English | 简体中文
This project is to formalise the iPinYou RTB data into a standard format for further researches by Python3. I'll give a concise and clear instruction.
Get the dataset from Baidu WebDrive: http://pan.baidu.com/s/1kTwX2mF.
A dozen hours later you'll get the folder ipinyou.contest.dataset
. Suppose the path to this folder is ~/ipinyou.contest.dataset
Get make-ipinyou-data
from wnzhang/make-ipinyou-data.
Update the soft link for the folder ipinyou.contest.dataset
in original-data
.
lkf@ubuntu:~/make-ipinyou-data/original-data$ ln -sfn ~/ipinyou.contest.dataset ipinyou.contest.dataset
Replace the folder python
by this repository's.
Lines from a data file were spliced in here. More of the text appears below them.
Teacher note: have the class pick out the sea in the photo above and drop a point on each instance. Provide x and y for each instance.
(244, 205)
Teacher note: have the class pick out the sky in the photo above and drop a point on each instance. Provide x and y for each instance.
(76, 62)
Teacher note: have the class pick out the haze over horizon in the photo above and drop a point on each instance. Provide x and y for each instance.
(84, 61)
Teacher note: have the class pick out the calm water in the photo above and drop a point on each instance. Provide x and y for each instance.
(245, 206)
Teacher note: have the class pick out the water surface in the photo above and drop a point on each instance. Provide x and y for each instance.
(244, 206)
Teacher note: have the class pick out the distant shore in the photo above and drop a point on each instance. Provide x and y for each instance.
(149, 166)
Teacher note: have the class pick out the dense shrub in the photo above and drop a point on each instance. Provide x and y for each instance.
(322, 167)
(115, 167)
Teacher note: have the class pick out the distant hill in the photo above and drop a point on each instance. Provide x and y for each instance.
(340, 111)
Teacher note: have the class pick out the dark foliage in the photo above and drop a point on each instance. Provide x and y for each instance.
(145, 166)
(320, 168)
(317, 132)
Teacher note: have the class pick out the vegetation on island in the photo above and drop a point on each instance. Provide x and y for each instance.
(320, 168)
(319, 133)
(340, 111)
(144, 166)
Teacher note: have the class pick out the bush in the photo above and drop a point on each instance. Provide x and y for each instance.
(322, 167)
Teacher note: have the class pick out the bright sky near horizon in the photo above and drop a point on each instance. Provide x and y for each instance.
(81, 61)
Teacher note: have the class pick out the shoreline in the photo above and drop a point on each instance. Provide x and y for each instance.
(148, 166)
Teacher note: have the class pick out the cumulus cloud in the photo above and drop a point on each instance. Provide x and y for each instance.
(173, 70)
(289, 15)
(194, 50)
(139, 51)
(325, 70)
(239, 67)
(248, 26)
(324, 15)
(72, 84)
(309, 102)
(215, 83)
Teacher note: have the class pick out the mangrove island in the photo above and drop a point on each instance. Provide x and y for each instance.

Make sure all Python files have permission 775 or 777:
lkf@ubuntu:~/make-ipinyou-data/python$ chmod 777 *
Under make-ipinyou-data
folder, just run make all
. It takes about 30 minutes. Then you will get:
859M ./3358
482M ./2259
1.3G ./3427
1.4G ./3386
56K ./python
5.4G ./all
1.6G ./1458
396M ./2261
804K ./.git
1.1G ./3476
4.0K ./original-data
135M ./2997
776M ./2821
14G .
For more details of the dataset, you can refer to wnzhang/make-ipinyou-data.